Isso é uma boa notícia para o Algarve…
Eu acho que os objetivos que a União Europeia estabeleceu para o próximo programa quadro são perfeitamente adaptados àquilo que nós podemos ambicionar para o Algarve. Nós podemos ambicionar outras coisas, mas penso que estes cinco objetivos sintetizam muito bem os grandes desafios civilizacionais do nosso tempo. O quarto objetivo fala de uma Europa mais social, uma Europa mais próxima dos cidadãos. Todos nós sabemos que esta ideia da Europa mais próxima dos cidadãos esbarra com muitos obstáculos também.

Saímos agora de um ciclo positivo. Que perspetiva para o futuro?
s fundos europeus são apenas uma parte do que podemos perspetivar em termos de capacidade da região para investir. Se continuarmos numa trajetória de crescimento económico favorável, o próximo programa quadro, desde que perspetivado com base nas prioridades políticas que a UE nos propõe e que nós já trabalhámos internamente junto da população e entidades interessadas, trará um desenvolvimento do Algarve de forma sustentada. Em linha com o que tem acontecido nos últimos anos. A não ser que haja crises externas, que são impossíveis de prever.

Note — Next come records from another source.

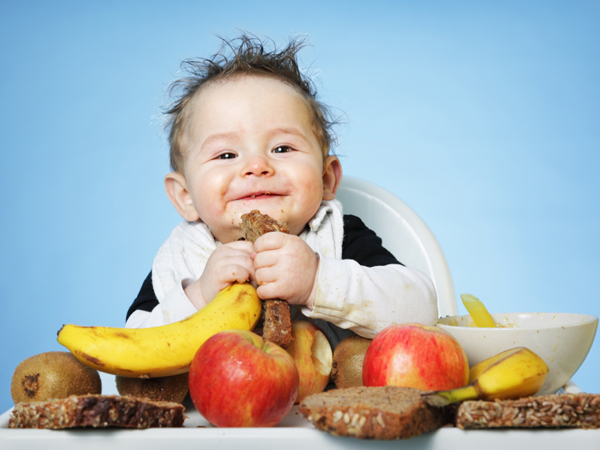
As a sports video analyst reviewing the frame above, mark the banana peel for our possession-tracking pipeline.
[422,347,549,407]
[58,283,262,378]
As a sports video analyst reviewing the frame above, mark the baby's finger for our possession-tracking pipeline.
[224,264,254,283]
[254,251,278,269]
[223,241,254,253]
[254,231,290,253]
[256,282,285,300]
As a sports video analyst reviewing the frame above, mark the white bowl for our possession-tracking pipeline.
[437,313,598,395]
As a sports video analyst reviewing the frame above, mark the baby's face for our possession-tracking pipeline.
[183,76,332,243]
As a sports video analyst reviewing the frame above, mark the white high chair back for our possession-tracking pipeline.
[336,176,458,317]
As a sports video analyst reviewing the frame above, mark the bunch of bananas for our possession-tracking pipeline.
[423,347,548,406]
[58,283,261,378]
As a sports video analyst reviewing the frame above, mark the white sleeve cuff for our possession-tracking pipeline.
[125,281,198,328]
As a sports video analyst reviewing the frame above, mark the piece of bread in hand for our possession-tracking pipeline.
[8,395,185,430]
[299,386,455,440]
[240,210,292,348]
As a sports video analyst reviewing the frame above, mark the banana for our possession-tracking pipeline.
[460,294,496,328]
[58,283,262,378]
[423,347,548,406]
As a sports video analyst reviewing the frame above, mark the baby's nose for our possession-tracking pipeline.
[244,155,273,176]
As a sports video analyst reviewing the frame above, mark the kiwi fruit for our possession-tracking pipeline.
[331,335,371,389]
[10,352,102,405]
[115,372,188,403]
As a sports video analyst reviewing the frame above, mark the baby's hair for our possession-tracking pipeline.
[165,34,336,173]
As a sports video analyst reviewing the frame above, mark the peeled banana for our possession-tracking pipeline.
[460,294,496,328]
[424,347,548,406]
[58,283,261,378]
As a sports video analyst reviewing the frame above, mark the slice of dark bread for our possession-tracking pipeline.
[240,209,292,348]
[456,393,600,430]
[8,395,185,430]
[300,386,455,439]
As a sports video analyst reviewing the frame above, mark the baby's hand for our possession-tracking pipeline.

Mas se as coisas continuarem na linha dos últimos quatro ou cinco anos, se o próximo programa quadro vier com um pacote financeiro semelhante ao que temos hoje, será percursor de muito investimento para o qual já temos intenções em carteira.

Que intenções são essas?
São em várias áreas, de investidores privados. Abrangem a área das iniciativas sobre energias renováveis, do turismo mais ecológico, de novos produtos e ofertas. Isto relacionado ainda com atividades que combatem a sazonalidade, o turismo de saúde, entre outras. Temos condições para alavancar um desenvolvimento mais equilibrado e que venha a ser mais assente na economia do conhecimento, na tecnologia, nas energias limpas, e nas indústrias do conhecimento que são por tradição limpas. O que é certo é que é inevitável que o turismo continue a ser o driver, porque os processos de transformação não se dão de um dia para o outro. Portanto, estamos a fazer um esforço para complementar as atividades turísticas com outras atividades económicas que tenham valor acrescentado e que sejam respeitadoras do ambiente. O respeito pelo ambiente é muito favorável para os novos negócios, até mesmo na área do turismo, e do imobiliário se estes aparecerem. Mas podemos ficar optimistas.

Atual Quadro (2020) caminha para o «êxito»

«Temos de ser modestos e dizer que este quadro comunitário ainda está a meio do percurso, não o podemos classificar já como um êxito. O processo está em bom
andamento, os indicadores que dispomos, como as taxas de compromisso e as taxas de execução estão dentro daquilo que é normal. O compromisso anda pelos 65 por cento e o desempenho pelos 24/25 por cento. O desempenho tenderá a aumentar numa progressão mais rápida que o compromisso. Até ao término de 2019 teremos uma taxa de próxima dos 100 por cento», disse Francisco Serra ao «barlavento».